Gwent Police ‘did not record all crimes in line with rules’
10:21am Wednesday 11th December 2013 in News
A GWENT Police internal review has uncovered evidence that officers did not record all crimes in line with Home Office rules.
However, the review couldn’t find a widespread desire not to record incidents as crimes, despite the fact force targets were flagged up on all force computers.
A report to Friday’s Gwent Police and Crime Panel meeting said the potential impact on recorded crime could be between four to eight per cent additional crimes per year.
Earlier this year the Argus revealed that Police and Crime Commissioner Ian Johnston gave former Chief Constable Carmel Napier an ultimatum to retire or face proceedings to remove her from her post following a public row over crime figures.

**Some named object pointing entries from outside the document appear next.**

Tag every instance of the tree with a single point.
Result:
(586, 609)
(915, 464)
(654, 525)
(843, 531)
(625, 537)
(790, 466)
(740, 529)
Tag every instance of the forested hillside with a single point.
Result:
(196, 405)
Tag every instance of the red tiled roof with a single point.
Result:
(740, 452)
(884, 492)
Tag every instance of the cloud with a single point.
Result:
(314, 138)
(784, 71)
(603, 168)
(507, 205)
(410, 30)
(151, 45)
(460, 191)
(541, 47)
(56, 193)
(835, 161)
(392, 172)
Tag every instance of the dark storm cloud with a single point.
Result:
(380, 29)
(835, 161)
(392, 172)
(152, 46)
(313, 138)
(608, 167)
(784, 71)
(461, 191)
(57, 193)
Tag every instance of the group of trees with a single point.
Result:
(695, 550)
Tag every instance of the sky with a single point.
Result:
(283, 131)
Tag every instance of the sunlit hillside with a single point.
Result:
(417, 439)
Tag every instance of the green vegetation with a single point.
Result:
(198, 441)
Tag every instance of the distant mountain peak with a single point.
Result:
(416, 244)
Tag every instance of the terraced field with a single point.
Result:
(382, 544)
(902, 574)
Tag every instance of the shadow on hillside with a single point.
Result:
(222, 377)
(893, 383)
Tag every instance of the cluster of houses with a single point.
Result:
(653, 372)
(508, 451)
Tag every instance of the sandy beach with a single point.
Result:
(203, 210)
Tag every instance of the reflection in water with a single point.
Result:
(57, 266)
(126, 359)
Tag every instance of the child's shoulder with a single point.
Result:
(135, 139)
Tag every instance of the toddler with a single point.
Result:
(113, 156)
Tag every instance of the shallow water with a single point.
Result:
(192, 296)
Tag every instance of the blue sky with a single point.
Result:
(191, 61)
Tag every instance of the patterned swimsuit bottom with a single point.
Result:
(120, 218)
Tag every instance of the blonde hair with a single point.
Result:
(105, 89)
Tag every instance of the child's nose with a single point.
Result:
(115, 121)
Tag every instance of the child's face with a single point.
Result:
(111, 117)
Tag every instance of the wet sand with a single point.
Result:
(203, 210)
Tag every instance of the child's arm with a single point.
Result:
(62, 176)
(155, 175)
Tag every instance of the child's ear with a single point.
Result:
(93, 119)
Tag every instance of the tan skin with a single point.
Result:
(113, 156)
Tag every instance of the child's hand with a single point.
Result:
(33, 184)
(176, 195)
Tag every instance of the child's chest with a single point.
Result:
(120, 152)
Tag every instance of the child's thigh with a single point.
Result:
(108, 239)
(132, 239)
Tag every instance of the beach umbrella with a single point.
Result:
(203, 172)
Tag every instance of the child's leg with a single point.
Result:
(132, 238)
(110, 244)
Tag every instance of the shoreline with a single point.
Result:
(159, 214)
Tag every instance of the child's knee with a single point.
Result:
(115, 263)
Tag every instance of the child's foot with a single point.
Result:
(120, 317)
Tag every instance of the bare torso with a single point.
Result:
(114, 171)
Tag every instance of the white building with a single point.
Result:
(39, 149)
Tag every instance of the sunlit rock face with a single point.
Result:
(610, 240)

The PCC had suggested in an interview with the Argus that some statistics were incorrectly recorded.
Mrs Napier’s replacement, Jeff Farrar, commissioned the review when he was temporary chief constable.
Some 50 logs of incidents from the first 10 days of July 2013 were chosen for review – and where possible the victim was visited.
The report said: “There was no evidence of widespread or overt desire not to record incidents as crimes. However, there was evidence to show that officers had not recorded all crimes in line with the relevant Home Office counting rules. The reasons for this primarily revolved around misinterpretations of the rules as well as a desire to support the wishes of the victim.”
The discreet sample size and period covered “make any realistic assessment” of the impact on recorded crime “of limited value” and that “if a different period of time was chosen the variation could be greater or lesser.”
But the report adds that “it was the team’s professional view to reflect the differential as between four per cent and eight per cent additional crimes per year”.
The report shows how force objectives to reach “top 10 status” by 2014-15 were converted into a series of dials that were updated daily and displayed on the opening screen on all force computers.
Officers were aware of force objectives and the fact that the number of crimes were recorded in a given 24-hour period was reported at daily force management meetings.
But the review said there was no evidence “that this overt, high-level interest impacted on officers’ decision making.”
A spokesman for Gwent Police said Chief Constable Farrar previously made it “unequivocally clear to everyone working for Gwent Police that ethical and accurate crime recording is essential”.
Gwent Police said since the review had concluded a training programme had been put in place for all relevant staff, among other measures.
Nick Smith, the MP for Blaenau Gwent who called for an external audit into crime statistics, said that an estimated four to eight per cent additional crimes each year “is not an insignificant number”.
He said the situation involving Mrs Napier couldn’t be ignored: “The report repeatedly refutes any claims that the targets caused pressure to under-report crimes or in any way fiddle the numbers.
“At this stage, there is still no proof of the accusations levied at Ms Napier – and it just poses more questions about her departure.”
Mr Johnston said under Mr Farrar’s leadership “numerical targets have been removed and he has provided strong direction to the force on the importance of public confidence and the links to crime recording.
“Gwent will be the subject of an independent inspection by HMIC as part of a national programme.
“I will continue to monitor the situation very closely to ensure the people of Gwent have the best service possible.”